761-10    (csvq5 dist, 2.8 mean)
Selected-By: Christophe Pettus <cep@best.com>

The Usenet Oracle has pondered your question deeply. Your question was:

> Is a Squid eating dough in a polyurathene bag really bulbous?

And in response, thus spake the Oracle:

}         Alas, the last squid-eating dough (calamarichompis quickrisen)
}      was spotted off the coast of Madagasgar in late 1989, and the
}      species may have gone the way of the Do-Do, the Passenger Pigeon,
}      and the Qualified Candidate for President of the United States.
}      There have been previous periods in which no sightings were made
}      (e.g.,1963-1966), presumably because the tremendously overbaked c.
}      quickrisen schools retreated to less accessable environments.

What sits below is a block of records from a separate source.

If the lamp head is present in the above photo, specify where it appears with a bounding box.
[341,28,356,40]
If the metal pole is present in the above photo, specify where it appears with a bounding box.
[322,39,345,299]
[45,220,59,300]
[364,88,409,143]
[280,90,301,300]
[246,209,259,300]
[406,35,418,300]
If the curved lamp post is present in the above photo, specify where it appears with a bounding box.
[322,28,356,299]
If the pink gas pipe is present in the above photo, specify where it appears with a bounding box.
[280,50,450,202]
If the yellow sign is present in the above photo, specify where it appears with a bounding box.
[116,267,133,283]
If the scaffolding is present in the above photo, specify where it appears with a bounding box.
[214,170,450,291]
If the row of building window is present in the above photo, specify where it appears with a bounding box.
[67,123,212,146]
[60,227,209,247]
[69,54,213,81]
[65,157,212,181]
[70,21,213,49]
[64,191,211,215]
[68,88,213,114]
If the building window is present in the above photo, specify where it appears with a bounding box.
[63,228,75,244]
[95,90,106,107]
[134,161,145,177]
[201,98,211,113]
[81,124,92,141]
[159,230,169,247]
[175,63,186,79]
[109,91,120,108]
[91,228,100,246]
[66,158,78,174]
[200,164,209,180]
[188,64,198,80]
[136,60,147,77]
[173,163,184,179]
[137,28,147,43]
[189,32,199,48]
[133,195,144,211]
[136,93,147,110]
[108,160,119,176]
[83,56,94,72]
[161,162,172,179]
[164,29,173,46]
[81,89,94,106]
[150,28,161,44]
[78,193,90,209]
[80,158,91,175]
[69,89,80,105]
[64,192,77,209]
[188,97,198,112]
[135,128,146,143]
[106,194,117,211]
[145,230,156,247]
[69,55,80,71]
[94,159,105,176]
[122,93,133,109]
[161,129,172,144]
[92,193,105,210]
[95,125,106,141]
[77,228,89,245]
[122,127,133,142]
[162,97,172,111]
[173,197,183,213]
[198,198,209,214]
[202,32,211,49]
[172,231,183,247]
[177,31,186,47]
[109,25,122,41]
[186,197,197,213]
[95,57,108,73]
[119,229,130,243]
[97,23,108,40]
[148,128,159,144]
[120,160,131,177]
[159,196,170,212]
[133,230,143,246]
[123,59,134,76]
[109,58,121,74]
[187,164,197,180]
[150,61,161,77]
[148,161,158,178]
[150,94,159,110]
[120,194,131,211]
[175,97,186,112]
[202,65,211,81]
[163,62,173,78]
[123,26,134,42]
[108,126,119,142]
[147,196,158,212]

So
}      some hopes are still held out for a reappearance. Stranger things
}      have happened... just look at Nixon.
}
}         In any case, the most recent population collapse is presumed to
}      be a direct result of the introduction of drycleaning
}      establishments in third, fourth, and fifth world countries, and
}      the concomitant increase in twist-ties, fictitious "NO STARCH"
}      tags, and polyurethene bags in the offal of these establishments.
}      Thousands of c. quickrisen corpses washed ashore all along the
}      eastern coast of Africa, trapped inside discarded drycleaning bags
}      ironically emblazoned with the words "WARNING: suffocation
}      hazard", throughout the mid-1980's.
}
}          Although hundreds of researchers flocked to the region,
}      gathering data and proposing solutions (e.g., reading classes so
}      the c. quickrisen would realize the bags were dangerous), none
}      recorded information on bulbousity. However, I -- being
}      all-knowing and what-not, know the answer.
}
}         And I will gladly provide it to you for a proper grovel and a
}      hovercraft full of eels.
}
}         You also owe the Oracle a little more respect.